2016年8月20日星期六

What Are the Causes of Polycystic Kidney Disease

The cause of Polycystic Kidney Disease (PKD) is gene deletion. Usually, Adult Polycystic Kidney Disease (PKD) is caused by gene deletion of the 16th chromosome, or the gene deletion of the 4th chromosome occasionally. This disease is a dominant inheritance with 100% penetrance. Therefore, if single parent has gene deletion, their children may inherit this disease at a risk of 50%.
Infantile Polycystic Kidney Disease (PKD) belongs to autosomal recessive inheritance, and children suffer from this disease only on the condition that both parents get gene deletion.
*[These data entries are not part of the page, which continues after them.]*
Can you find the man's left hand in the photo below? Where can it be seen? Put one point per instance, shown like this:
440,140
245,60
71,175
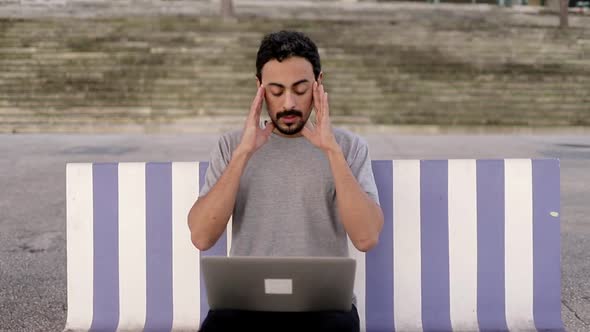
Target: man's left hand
321,134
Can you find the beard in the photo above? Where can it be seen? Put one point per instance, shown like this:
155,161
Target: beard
289,128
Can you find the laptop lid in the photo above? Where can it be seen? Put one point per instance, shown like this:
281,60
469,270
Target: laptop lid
288,284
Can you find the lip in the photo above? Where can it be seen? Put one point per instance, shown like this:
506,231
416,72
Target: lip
289,118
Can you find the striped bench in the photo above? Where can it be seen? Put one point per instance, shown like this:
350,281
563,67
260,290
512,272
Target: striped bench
467,245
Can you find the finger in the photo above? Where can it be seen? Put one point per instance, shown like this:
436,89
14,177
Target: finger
270,126
326,108
306,132
316,98
256,107
320,108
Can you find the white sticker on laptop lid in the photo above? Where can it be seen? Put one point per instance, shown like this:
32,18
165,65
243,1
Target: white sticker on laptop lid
278,286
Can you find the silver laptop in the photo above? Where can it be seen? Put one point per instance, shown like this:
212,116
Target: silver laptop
287,284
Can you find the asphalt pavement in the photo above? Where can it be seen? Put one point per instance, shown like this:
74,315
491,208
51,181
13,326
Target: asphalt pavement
33,222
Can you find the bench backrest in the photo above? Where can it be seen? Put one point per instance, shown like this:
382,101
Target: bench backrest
466,245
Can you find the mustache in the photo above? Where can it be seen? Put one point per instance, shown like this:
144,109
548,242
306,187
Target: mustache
288,113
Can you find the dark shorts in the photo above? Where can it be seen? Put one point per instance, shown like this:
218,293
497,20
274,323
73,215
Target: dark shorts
240,320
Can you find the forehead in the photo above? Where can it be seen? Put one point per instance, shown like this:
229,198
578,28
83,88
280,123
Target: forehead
287,71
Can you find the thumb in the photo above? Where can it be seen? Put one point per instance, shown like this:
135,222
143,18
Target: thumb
306,132
270,126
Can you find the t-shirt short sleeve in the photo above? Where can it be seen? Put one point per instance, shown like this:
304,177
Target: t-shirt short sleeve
360,164
218,160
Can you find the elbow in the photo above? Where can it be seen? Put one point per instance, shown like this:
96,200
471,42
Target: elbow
198,237
366,244
200,242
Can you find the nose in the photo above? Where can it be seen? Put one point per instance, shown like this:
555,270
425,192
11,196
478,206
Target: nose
289,102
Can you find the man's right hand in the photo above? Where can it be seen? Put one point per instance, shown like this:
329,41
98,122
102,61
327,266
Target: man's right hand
253,136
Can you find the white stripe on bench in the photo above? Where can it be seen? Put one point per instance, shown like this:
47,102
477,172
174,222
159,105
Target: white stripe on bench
466,245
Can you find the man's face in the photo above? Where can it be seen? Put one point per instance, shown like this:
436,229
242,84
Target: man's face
288,93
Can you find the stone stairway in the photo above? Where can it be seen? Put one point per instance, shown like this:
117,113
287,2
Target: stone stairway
421,65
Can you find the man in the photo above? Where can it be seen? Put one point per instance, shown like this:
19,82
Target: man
294,188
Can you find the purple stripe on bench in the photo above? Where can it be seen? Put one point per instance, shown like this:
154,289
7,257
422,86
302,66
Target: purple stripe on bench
105,186
435,245
379,261
490,245
546,246
159,304
219,249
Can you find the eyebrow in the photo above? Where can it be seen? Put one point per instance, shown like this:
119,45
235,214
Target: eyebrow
305,80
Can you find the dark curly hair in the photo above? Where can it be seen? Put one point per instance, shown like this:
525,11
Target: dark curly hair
285,44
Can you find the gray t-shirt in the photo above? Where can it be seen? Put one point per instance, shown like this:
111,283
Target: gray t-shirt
286,201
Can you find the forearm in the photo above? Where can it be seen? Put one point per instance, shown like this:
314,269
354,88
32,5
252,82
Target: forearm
361,216
209,215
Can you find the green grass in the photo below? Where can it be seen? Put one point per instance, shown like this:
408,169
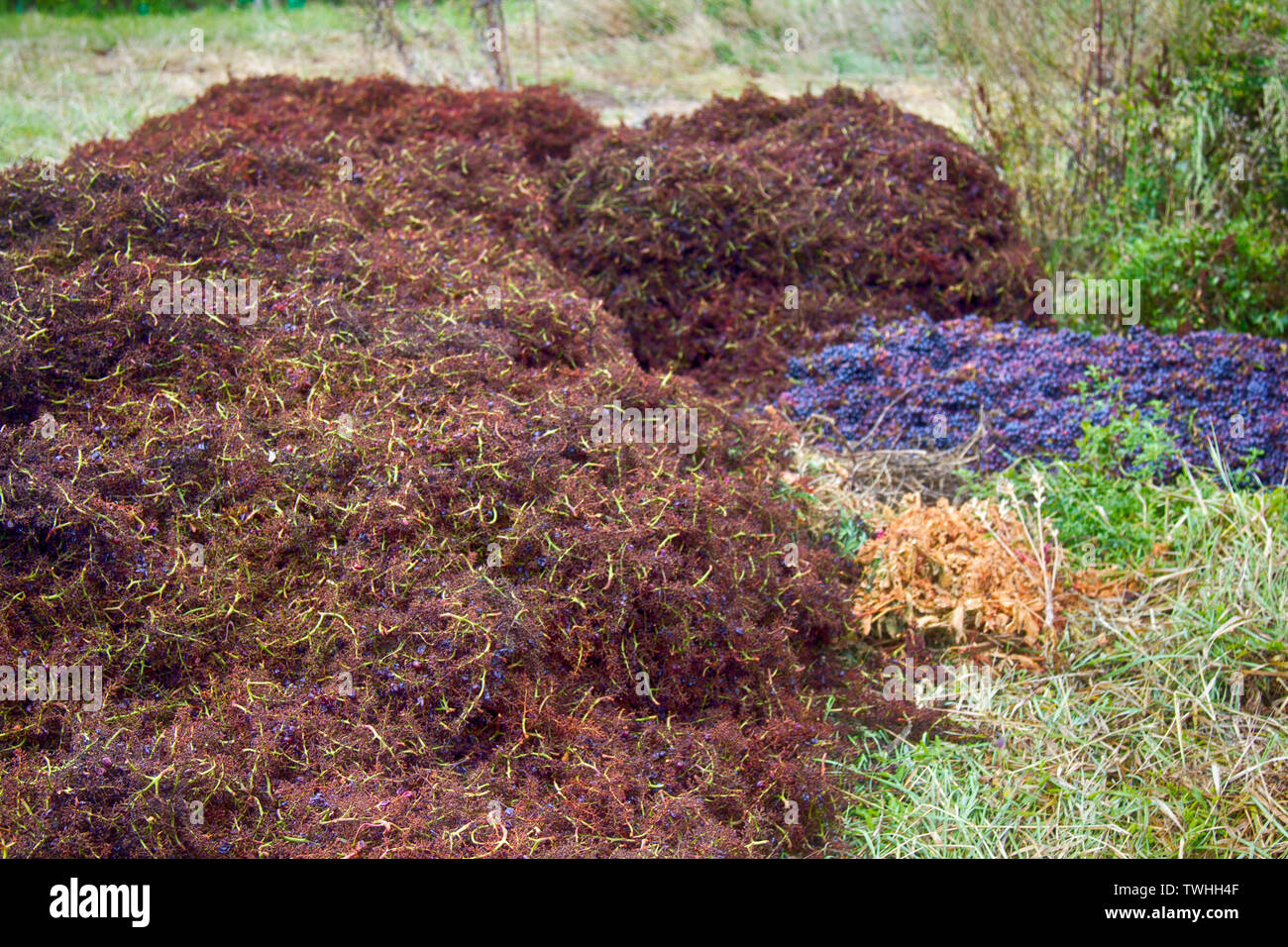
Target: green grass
1138,741
67,78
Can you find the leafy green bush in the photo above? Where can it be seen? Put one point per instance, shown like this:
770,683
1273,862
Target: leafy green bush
1147,140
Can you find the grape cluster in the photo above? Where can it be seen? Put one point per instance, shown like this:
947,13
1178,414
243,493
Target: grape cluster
918,382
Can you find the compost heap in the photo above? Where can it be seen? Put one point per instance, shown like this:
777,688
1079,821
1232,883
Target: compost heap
356,573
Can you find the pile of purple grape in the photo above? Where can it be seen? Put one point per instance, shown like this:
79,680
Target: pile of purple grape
923,384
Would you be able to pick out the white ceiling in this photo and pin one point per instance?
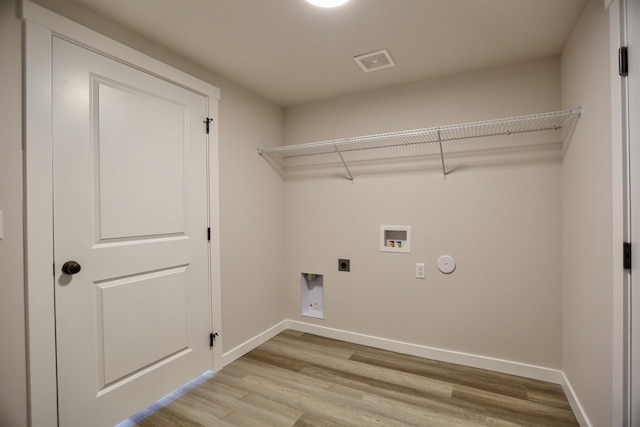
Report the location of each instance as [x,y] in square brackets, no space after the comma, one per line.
[292,53]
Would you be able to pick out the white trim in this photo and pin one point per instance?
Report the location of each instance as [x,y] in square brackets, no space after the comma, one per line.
[254,342]
[482,362]
[40,26]
[41,356]
[472,360]
[577,408]
[83,36]
[621,227]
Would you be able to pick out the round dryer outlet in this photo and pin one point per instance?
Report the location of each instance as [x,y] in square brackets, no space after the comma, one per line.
[446,264]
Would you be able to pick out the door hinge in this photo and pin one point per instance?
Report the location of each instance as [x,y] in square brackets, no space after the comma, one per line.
[206,122]
[623,61]
[626,250]
[212,337]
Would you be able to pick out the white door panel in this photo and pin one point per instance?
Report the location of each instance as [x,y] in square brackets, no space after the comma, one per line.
[130,206]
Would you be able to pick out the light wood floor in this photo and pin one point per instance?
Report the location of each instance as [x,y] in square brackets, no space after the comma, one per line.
[298,379]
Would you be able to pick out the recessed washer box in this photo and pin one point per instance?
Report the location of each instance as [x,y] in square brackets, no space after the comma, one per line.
[395,238]
[312,292]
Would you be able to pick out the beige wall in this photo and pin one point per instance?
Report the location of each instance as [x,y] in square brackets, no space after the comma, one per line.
[13,394]
[500,220]
[587,217]
[251,196]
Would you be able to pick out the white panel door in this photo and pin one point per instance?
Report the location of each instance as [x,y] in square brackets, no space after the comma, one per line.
[130,208]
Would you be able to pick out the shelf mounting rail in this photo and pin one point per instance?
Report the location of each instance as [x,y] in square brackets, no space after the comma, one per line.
[435,135]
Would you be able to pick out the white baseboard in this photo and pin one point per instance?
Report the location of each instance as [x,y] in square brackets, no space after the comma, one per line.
[578,410]
[475,361]
[252,343]
[482,362]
The incidence is 25%.

There are some proofs that this disease has an association with inheritance. Buck once reported in a family with 8 brothers and sisters, among of whom 6 persons suffered from Polycystic Kidney Disease (PKD) and their father and uncle died of Uremia. Also there are 5 children get Kidney Disease in their next generation; Brasck said that there was a family that has Polycystic Kidney Disease (PKD) in four generations successively; Reason once reported that both twin children got this disease; Crawford once reported, in a family with 40 members, 17 persons are detected to have Polycystic Kidney Disease (PKD).
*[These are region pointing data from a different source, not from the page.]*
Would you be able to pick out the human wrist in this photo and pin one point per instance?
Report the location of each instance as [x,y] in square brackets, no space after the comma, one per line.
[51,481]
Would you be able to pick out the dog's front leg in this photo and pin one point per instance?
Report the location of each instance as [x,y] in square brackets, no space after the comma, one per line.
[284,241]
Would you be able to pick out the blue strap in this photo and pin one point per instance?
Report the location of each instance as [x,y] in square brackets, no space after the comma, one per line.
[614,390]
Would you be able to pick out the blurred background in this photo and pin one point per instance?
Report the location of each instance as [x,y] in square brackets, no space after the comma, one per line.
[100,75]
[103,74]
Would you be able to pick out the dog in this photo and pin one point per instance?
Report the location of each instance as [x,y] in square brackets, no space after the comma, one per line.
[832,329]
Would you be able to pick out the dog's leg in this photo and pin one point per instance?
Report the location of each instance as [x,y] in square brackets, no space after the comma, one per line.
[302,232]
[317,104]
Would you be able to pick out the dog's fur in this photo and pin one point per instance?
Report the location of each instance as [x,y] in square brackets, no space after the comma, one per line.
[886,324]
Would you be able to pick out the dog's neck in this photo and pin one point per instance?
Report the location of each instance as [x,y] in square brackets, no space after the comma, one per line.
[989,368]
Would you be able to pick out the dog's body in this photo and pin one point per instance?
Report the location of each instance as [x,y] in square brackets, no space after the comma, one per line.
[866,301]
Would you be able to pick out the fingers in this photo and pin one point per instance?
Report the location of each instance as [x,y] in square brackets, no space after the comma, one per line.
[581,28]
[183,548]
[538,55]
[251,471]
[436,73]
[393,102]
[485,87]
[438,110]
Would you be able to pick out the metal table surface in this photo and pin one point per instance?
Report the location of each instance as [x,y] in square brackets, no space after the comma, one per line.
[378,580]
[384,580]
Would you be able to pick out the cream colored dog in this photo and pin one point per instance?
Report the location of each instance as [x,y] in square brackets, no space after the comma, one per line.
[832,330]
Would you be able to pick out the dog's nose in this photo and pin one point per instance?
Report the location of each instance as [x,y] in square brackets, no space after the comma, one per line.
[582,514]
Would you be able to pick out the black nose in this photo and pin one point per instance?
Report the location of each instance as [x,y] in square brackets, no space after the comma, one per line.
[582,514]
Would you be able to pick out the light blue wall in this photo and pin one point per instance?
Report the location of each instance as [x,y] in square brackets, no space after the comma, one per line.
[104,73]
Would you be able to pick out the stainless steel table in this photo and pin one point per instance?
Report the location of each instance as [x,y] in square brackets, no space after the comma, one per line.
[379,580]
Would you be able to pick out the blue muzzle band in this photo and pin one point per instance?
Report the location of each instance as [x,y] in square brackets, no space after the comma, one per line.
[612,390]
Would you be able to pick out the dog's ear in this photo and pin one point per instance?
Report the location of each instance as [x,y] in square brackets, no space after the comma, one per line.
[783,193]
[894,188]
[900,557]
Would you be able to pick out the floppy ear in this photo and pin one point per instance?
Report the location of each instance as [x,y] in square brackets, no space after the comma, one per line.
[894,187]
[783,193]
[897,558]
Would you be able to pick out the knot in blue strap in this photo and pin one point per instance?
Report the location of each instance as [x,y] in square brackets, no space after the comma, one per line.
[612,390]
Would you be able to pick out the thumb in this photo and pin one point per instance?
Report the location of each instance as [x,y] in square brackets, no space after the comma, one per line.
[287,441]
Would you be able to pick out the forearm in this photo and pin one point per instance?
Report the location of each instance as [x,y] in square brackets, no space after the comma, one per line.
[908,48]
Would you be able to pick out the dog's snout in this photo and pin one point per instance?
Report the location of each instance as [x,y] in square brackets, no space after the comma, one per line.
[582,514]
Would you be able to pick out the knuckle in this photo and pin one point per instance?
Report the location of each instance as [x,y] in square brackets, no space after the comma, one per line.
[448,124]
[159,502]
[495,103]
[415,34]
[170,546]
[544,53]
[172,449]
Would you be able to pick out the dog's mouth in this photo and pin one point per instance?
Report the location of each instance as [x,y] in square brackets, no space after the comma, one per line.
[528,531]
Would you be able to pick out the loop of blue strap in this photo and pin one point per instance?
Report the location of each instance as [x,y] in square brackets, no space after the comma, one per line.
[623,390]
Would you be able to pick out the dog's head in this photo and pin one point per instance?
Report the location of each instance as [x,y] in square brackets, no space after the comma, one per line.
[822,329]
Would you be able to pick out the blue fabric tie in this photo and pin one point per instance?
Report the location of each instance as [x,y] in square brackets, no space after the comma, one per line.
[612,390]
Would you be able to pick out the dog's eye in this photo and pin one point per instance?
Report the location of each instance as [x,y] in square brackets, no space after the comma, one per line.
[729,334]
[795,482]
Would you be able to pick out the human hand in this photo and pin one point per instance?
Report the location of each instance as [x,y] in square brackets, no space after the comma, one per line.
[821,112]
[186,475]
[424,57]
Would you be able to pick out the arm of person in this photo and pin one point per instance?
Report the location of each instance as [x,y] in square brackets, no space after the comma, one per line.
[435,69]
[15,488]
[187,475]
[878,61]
70%~90% of this disease attacks in bilateral kidneys. Among 62 cases reported by Lejars, only 3 cases are unilateral condition. Oickinson said the proposition of unilateral attack and bilateral attack is 1:26 and kidney volume of PKD patients is 2-3 times larger than that of normal kidney. A report once presented a case that bilateral kidneys weight of PKD patients reached 14.436kg. Schacht once said a cystic kidney weighed 7248g. PKD external shape presents irregular cystic nodule, and the section has numerous cystic cellular with different sizes.

Infantile Polycystic Kidney Disease also called Potter Type-I PKD. The size of cystic cavity is like a needle tip. There are fewer renal tissues among cysts. When cysts enlarge, renal parenchyma shrinks due to cystic pressure, which results in Hypoplasia of renal cortex and module. Cystic cavity contains liquid which can be yellowish-brown grume, purulent or bloodlike etc. Cyst and renal pelvis do not connect with each other.
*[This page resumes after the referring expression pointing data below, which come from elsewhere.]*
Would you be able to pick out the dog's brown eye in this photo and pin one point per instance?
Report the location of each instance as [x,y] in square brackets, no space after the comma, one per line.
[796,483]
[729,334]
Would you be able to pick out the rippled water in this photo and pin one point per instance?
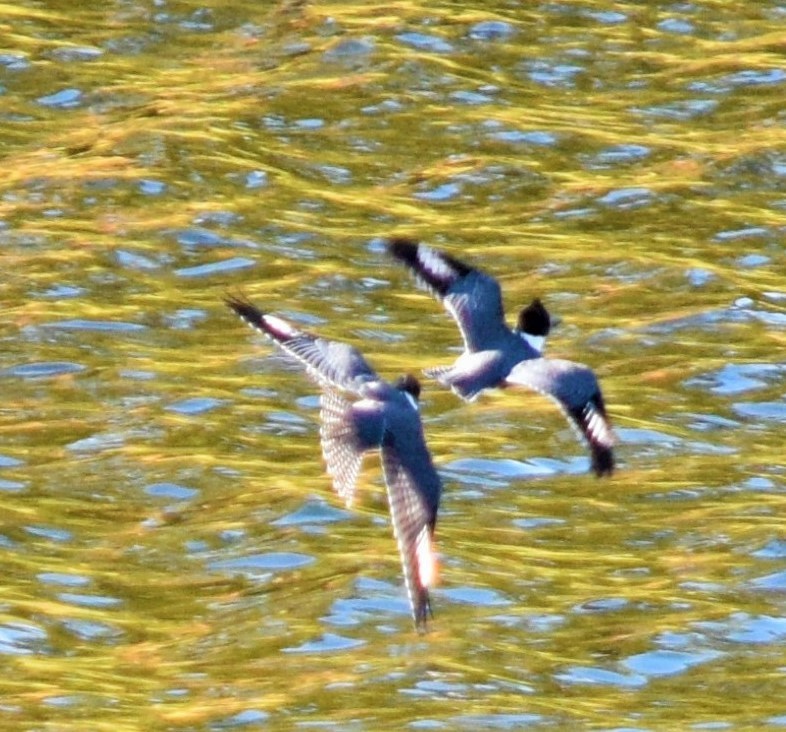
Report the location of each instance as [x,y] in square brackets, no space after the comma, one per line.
[174,555]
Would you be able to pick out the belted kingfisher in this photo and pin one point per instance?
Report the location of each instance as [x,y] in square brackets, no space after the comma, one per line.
[497,356]
[360,412]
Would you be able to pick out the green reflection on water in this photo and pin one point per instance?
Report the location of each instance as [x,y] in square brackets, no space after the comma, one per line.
[218,133]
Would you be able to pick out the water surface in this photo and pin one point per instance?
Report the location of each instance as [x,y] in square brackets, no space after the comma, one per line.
[174,555]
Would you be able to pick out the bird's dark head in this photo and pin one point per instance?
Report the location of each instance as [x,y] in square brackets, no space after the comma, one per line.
[534,319]
[409,384]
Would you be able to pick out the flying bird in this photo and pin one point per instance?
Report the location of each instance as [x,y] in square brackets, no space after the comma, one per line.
[496,355]
[360,412]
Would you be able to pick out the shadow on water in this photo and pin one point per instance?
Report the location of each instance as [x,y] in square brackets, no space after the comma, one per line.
[174,556]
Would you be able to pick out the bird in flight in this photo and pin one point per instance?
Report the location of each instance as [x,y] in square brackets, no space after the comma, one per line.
[496,355]
[361,412]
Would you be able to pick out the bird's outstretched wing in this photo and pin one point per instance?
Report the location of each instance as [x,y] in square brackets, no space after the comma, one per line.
[575,389]
[341,448]
[413,510]
[329,363]
[472,297]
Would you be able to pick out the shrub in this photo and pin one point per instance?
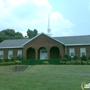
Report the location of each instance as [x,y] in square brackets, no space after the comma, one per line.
[64,59]
[67,56]
[88,62]
[62,62]
[89,57]
[72,62]
[68,63]
[6,60]
[0,60]
[84,58]
[12,59]
[75,57]
[19,58]
[45,62]
[78,62]
[83,62]
[18,62]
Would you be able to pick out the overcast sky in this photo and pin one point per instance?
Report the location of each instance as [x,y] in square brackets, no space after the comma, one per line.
[67,17]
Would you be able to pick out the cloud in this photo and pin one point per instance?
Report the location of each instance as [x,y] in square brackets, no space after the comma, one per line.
[23,14]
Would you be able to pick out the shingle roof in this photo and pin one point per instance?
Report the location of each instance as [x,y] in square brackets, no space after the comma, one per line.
[75,40]
[67,41]
[13,43]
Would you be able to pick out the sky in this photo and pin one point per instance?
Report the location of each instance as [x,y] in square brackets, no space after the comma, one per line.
[67,17]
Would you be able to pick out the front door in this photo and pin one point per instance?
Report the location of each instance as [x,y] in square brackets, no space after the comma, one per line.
[43,54]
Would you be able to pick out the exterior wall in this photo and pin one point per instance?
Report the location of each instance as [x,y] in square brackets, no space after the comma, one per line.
[14,52]
[77,49]
[43,41]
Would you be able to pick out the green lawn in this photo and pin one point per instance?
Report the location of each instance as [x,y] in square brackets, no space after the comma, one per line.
[45,77]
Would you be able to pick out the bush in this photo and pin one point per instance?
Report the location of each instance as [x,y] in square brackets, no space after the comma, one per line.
[84,58]
[75,57]
[83,62]
[6,60]
[64,59]
[18,62]
[72,62]
[0,60]
[89,57]
[45,62]
[19,58]
[62,62]
[68,63]
[67,56]
[12,59]
[78,62]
Adult Polycystic Kidney Disease (ADPKD), also known as Porter Type-III, has abundant renal tissues among cysts which can connect with renal pelvis. Kasper once reported that Porter Type-II Polycystic Kidney Disease usually attacks on left kidney and usually has no symptoms, with obstruction and interlock in renal pelvis and ureters occasionally. Whereas the stenosis of renal pelvis and ureters occurs in the other two types due to the constant pressure of cyst, but no obstruction happens. Cysts wall consists of cubic epithelial cells which have the function of secretion. There are numerous small arteries under cysts wall, and Hematuria can be caused by the rupture of these arteries under increasing pressure.